Other than her two stays in Winkler, which had been all about her mind, and the birth of her children, Hope had not spent much time in a hospital before. She had never been sick. In fact her own GP, a younger woman with a very sweet face and a fresh spirit, marvelled every year at Hope’s vigour. “Mrs. Koop,” she would announce, “you’re a wonder. I wi
sh all my patients were so healthy.” But now, here she was, with cracked bones and a battered heart. Visitors arrived. Frida, of all people, motored in from Altona. George had driven her. He was waiting in the car. Frida held her hand while Hope regaled her with the story of the mad swarthy man, the Porsche, and the Jaws of Life. When she was done, she said, “How are you, Frida?”
“I’m happy, Hope. What I did, almost leaving George? Well, it was like a shot across the bow.”
Hope wondered where Frida had discovered that expression. She didn’t usually speak in metaphors and certainly not military metaphors. Frida had coloured her hair and it was pulled back behind her small ears with two gold clips. She was wearing lipstick. She carried a nifty purse. She seemed well, though she still had the habit of turning her head to look behind her, like a small wary animal.

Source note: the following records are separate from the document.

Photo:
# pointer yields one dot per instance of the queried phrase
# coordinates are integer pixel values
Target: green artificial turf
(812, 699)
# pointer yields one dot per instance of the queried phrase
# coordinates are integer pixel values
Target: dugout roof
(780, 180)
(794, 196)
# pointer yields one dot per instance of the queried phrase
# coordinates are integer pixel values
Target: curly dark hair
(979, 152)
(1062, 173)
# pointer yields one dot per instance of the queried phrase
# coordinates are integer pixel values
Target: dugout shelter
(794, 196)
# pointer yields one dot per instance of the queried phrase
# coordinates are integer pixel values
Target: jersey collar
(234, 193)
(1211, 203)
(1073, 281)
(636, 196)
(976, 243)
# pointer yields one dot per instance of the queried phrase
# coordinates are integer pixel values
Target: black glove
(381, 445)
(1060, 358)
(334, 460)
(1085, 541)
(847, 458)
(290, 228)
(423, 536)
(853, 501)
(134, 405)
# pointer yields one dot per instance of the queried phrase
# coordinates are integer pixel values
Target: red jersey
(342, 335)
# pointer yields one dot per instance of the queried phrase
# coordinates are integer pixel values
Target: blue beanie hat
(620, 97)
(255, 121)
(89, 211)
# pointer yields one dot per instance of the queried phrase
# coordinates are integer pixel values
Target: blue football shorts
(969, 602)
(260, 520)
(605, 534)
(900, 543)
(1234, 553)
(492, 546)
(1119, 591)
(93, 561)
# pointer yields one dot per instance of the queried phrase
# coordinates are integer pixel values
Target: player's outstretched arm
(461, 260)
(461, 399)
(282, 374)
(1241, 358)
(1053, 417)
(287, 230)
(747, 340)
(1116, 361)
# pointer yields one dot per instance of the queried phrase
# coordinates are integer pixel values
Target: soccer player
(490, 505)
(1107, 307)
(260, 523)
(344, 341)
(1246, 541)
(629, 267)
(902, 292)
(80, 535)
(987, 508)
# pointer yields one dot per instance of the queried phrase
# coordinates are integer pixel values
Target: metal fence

Penny dropped in three or four times a day. In the early mornings, before she prepped for surgery, she arrived breathless, carrying a cup of coffee. She bent to kiss her mother and asked about her night. And then she asked about pain and she inevitably found Hope’s chart and checked on her medication. She returned at lunch, whistled through wearing a slim-fitting dress underneath her white lab coat, and again in the evening she appeared, less peppy, perhaps a little short with Hope, who might simply have asked for a glass of water.
Melanie sent flowers. She was not yet pregnant, and there had been talk of perhaps Ariel having the baby, and for some reason this did not disappoint Hope or even surprise her. She might have been more surprised if everything had worked out as planned. Would she ever have grandchildren?
And then Judith flew in alone from Paris. When Hope heard of her imminent arrival, she said, “I’m not dead yet.” It turned out that Judith had been planning a trip. She was considering staying in Canada for a time, to give herself a break from Jean-Philippe. There were murmurings of Judith perhaps living with Hope until she could get back on her feet. Hope was wary about this, especially when Judith entered the hospital ward wearing her old fur coat. Her face was red from the cold and her long hair flowed down over the collar, and all Hope could think was “What a beautiful daughter,” and “I did not look that good at forty-nine,” and “Where did she find that coat?” In the end, Judith, unpredictable as usual, quickly grew tired of the hospital, and the cold climate, and she returned to France to sort out her affairs.